U.S. Senators Richard Blumenthal and Chris Murphy called the U.S. Congress an accomplice Friday following Thursday’s mass shooting at an Oregon community college because of its failure to act on gun control legislation.
“I don’t care how many members of Congress send out tweets saying they’re sorry or they extend their sympathies,” Murphy said. “You aren’t sorry. You aren’t truly sympathetic if you’re not willing to act.”
The senators were in Hartford on Friday to tout legislation that would close a “loophole” in the Brady Act, which they say has allowed 15,729 people who should not have been able to purchase guns to do so anyway. The senators said the figure is based on FBI statistics compiled between 2010 and 2014.
Blumenthal called on House Speaker John Boehner to bring gun control legislation up for a vote before he leaves at the end of the month. “Congress has been complicit in failing to act. The time for expressions of grief and regret are over. What we need is action,” he said.

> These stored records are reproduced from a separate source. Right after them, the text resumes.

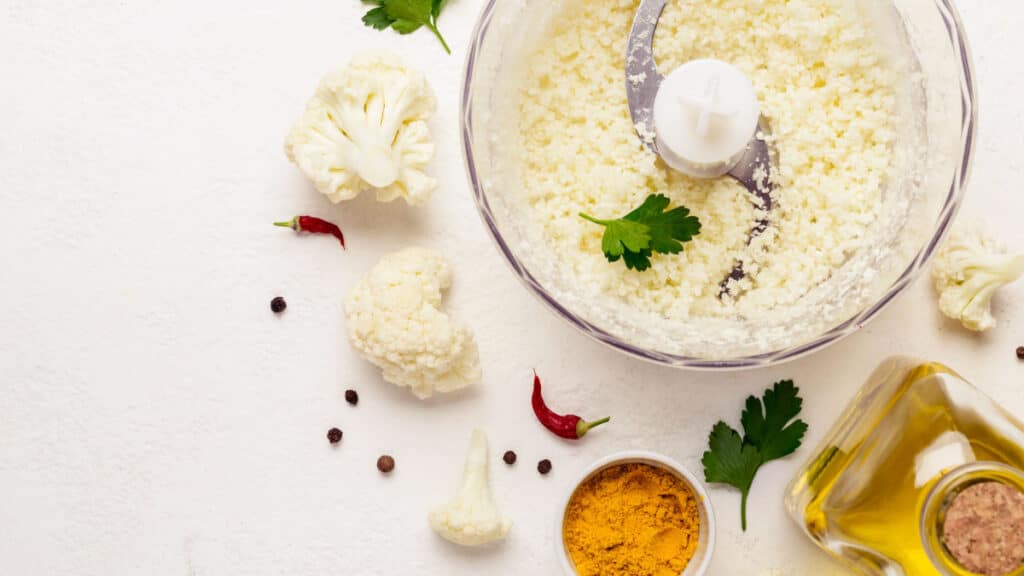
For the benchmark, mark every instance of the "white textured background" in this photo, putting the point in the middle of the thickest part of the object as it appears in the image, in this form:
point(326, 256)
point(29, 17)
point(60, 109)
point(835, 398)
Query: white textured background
point(156, 418)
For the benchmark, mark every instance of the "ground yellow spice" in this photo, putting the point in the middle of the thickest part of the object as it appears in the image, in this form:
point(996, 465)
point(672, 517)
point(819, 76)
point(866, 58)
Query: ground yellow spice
point(632, 520)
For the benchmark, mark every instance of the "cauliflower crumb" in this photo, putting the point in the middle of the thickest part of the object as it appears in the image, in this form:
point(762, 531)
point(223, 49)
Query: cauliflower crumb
point(394, 321)
point(366, 128)
point(826, 90)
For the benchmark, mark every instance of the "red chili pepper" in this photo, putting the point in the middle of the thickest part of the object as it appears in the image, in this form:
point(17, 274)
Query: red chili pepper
point(569, 425)
point(313, 225)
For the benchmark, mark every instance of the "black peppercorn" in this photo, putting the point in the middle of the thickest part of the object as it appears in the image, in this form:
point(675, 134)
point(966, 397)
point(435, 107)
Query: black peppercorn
point(334, 435)
point(352, 397)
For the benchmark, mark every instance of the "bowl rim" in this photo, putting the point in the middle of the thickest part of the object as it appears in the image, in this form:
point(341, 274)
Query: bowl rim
point(654, 459)
point(953, 201)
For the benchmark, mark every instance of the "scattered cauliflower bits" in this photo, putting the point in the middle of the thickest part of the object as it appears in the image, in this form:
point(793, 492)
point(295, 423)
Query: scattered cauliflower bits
point(969, 269)
point(366, 128)
point(395, 322)
point(826, 90)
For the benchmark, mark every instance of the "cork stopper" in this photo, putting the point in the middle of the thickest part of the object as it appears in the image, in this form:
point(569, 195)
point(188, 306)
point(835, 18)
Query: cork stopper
point(983, 528)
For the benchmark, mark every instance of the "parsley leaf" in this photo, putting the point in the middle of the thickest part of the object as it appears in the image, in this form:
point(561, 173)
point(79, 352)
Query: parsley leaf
point(406, 16)
point(767, 436)
point(767, 429)
point(649, 229)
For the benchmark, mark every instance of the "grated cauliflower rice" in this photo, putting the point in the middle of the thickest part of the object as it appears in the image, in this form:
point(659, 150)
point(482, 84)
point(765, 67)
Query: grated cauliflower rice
point(827, 91)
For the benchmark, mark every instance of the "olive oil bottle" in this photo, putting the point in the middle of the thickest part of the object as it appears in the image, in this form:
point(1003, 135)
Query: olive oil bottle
point(873, 493)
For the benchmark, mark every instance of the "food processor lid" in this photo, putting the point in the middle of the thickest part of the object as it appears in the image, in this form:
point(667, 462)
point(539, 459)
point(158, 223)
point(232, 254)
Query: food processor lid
point(678, 134)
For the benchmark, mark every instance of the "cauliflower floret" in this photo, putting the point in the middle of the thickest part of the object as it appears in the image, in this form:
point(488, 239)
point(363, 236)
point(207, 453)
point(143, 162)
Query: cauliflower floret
point(366, 128)
point(394, 321)
point(471, 519)
point(968, 271)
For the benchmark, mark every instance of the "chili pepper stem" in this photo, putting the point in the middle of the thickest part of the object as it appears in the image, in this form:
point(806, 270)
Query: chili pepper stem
point(742, 509)
point(293, 223)
point(584, 427)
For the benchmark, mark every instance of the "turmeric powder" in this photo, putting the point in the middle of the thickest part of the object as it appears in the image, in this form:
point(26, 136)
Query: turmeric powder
point(632, 520)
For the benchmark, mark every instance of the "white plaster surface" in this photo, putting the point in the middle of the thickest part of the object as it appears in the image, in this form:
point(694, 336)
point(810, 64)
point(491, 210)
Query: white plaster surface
point(156, 418)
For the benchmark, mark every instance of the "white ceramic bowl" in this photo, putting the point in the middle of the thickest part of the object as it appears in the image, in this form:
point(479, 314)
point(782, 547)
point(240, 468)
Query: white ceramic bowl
point(700, 562)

Blumenthal said he will introduce the “fairly modest bill” to the Senate next week. It strikes a provision in the Brady Handgun Violence Prevention Act that allows gun retailers to go through with a sale after 72 hours if a background check hasn’t come back yet. It was introduced in the House in July by U.S. Rep. James Clyburn, D-South Carolina, following the killing of nine people in a Charleston church the month prior.
“Tragically, the Charleston shooter was allowed to purchase a gun even though the FBI had not completed his background check,” Clyburn said in a press release. “This should never be acceptable.”
Blumenthal and Murphy were joined Friday by U.S. Rep. Elizabeth Esty, gun control advocates, and members of law enforcement including Newtown Police Chief Michael Kehoe. Blumenthal said the press conference was planned weeks before a mass shooting the previous day at a college in Roseburg, Ore. — but it wasn’t a coincidence.
“Since Newtown, there have been 142 school shootings. So we could have scheduled it literally any week and the chances are that the day before there might well have been a mass shooting in a school or in a church or somewhere people should be safe,” Blumenthal said.
U.S. Bureau of Justice statistics show the Brady Act has prevented more than 2.4 million people from buying guns since it was enacted in 1993.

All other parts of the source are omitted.